= Otto Plaschkes =

British film producer

Otto Plaschkes (13 September 1929 – 14 February 2005) was a British film producer.

==Early life==
Plaschkes was born in Vienna. His father, a butcher, was from Bratislava and his mother from Budapest. Plaschkes left for England at the age of ten, although he always expressed doubts about his date of birth—his personal papers gave three different birth dates—and felt that his mother may have added a year to qualify him for the kindertransport, which enabled him to escape the Nazi regime.

After arriving in England, he was temporarily adopted by a family in Liverpool, but, more fortunately than many other Jewish refugees, was soon reunited with his parents, younger brother and older sister in Salisbury, where he was to grow up and where his father started a sausage casing business. Plaschkes attended Bishop Wordsworth's School, where William Golding was amongst his teachers; many of his contemporaries have claimed that he was in fact the inspiration for the sensitive, overweight character of Piggy in Golding's Lord of the Flies, a claim which Golding never confirmed or denied.

Plaschkes went on to read History at Peterhouse, Cambridge, where he was a member of the Cambridge Film Society, and then took an education diploma at Wadham College, Oxford.

==Career==
Having gained an enthusiasm for film, he wrote to Sir Michael Balcon at Ealing Studios, who offered him a job as a runner. He was soon promoted to production assistant and also worked in the cutting room.

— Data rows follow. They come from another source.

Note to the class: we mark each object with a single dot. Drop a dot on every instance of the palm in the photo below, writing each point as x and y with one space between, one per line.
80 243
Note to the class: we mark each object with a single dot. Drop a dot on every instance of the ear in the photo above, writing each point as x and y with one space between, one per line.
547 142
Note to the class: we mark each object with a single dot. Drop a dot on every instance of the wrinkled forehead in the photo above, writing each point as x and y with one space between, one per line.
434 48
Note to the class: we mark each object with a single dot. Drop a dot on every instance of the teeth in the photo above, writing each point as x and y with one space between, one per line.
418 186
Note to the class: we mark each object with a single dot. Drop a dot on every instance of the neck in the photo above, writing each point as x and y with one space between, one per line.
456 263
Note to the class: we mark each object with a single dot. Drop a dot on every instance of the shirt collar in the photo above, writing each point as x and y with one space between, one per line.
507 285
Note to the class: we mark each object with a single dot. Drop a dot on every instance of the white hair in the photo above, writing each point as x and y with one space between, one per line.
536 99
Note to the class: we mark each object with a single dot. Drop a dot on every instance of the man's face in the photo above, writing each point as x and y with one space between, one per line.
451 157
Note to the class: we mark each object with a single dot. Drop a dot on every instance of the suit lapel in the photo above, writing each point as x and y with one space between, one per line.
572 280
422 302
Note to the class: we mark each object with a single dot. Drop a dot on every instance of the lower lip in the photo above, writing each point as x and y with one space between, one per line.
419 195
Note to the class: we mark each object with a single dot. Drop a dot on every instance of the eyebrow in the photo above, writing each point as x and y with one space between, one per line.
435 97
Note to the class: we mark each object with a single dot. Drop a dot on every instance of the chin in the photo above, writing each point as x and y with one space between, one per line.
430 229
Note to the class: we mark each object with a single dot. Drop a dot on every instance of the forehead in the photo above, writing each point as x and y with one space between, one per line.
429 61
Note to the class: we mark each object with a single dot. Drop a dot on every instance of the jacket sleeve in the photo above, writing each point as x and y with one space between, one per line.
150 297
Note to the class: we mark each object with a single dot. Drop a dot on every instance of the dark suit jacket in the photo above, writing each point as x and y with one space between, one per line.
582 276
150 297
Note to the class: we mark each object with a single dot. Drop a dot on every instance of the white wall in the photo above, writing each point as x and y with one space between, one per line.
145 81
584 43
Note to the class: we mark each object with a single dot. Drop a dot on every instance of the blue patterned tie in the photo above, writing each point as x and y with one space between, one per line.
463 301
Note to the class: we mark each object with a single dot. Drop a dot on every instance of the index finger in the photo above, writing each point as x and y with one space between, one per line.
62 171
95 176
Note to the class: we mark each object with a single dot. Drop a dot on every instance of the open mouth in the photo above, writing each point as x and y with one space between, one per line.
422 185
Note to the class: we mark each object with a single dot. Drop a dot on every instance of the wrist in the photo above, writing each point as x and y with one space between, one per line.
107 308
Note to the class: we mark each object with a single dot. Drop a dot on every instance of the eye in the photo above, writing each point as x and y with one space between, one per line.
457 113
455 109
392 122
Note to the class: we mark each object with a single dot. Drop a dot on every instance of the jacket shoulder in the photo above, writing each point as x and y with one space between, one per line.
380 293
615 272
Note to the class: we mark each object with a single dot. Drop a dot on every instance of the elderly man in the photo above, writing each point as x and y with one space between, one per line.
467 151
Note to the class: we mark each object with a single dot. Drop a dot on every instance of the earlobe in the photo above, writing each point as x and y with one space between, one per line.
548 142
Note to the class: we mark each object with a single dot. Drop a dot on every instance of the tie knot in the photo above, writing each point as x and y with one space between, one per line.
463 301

By 1960, he was assistant director to Otto Preminger on Exodus and in 1962 worked as a production assistant on Lawrence of Arabia. He went on to become a producer in his own right: in 1965 he bought the rights to the Margaret Forster novel Georgy Girl, casting James Mason and Lynn Redgrave (after her sister Vanessa dropped out) in the leads. The film went on to be a great success. Plaschkes was keen to have his favourite singing group, The Seekers, record the title song for Georgy Girl. The song was written by Tom Springfield (music) and Jim Dale (lyrics), and recorded by the Seekers as opening and closing credits for the film, and a second version as a composite recording for inclusion on the group's Come The Day album. When Capitol Records released it in the US as a single, it went to number one, displacing The Monkees' "I'm a Believer," and making the Seekers the first Australian group to top the US charts. Among the other films he produced were The Homecoming (1973), Galileo (1975) and Hopscotch (1980), which was his most commercially successful film.

==Personal life==
Plaschkes met his future wife, Louise Stein, at an after shooting party for The Homecoming, and they married in 1975, later having a daughter, Valli.

On Valentine's Day 2005, Plaschkes, as a member of the Academy of Motion Picture Arts and Sciences, had just attended a West End screening of Kay Pollak's As It Is in Heaven, which had been nominated for the Oscar for best foreign language film. On leaving the theatre, he suffered a fatal heart attack. He was 75 and was survived by his wife and daughter.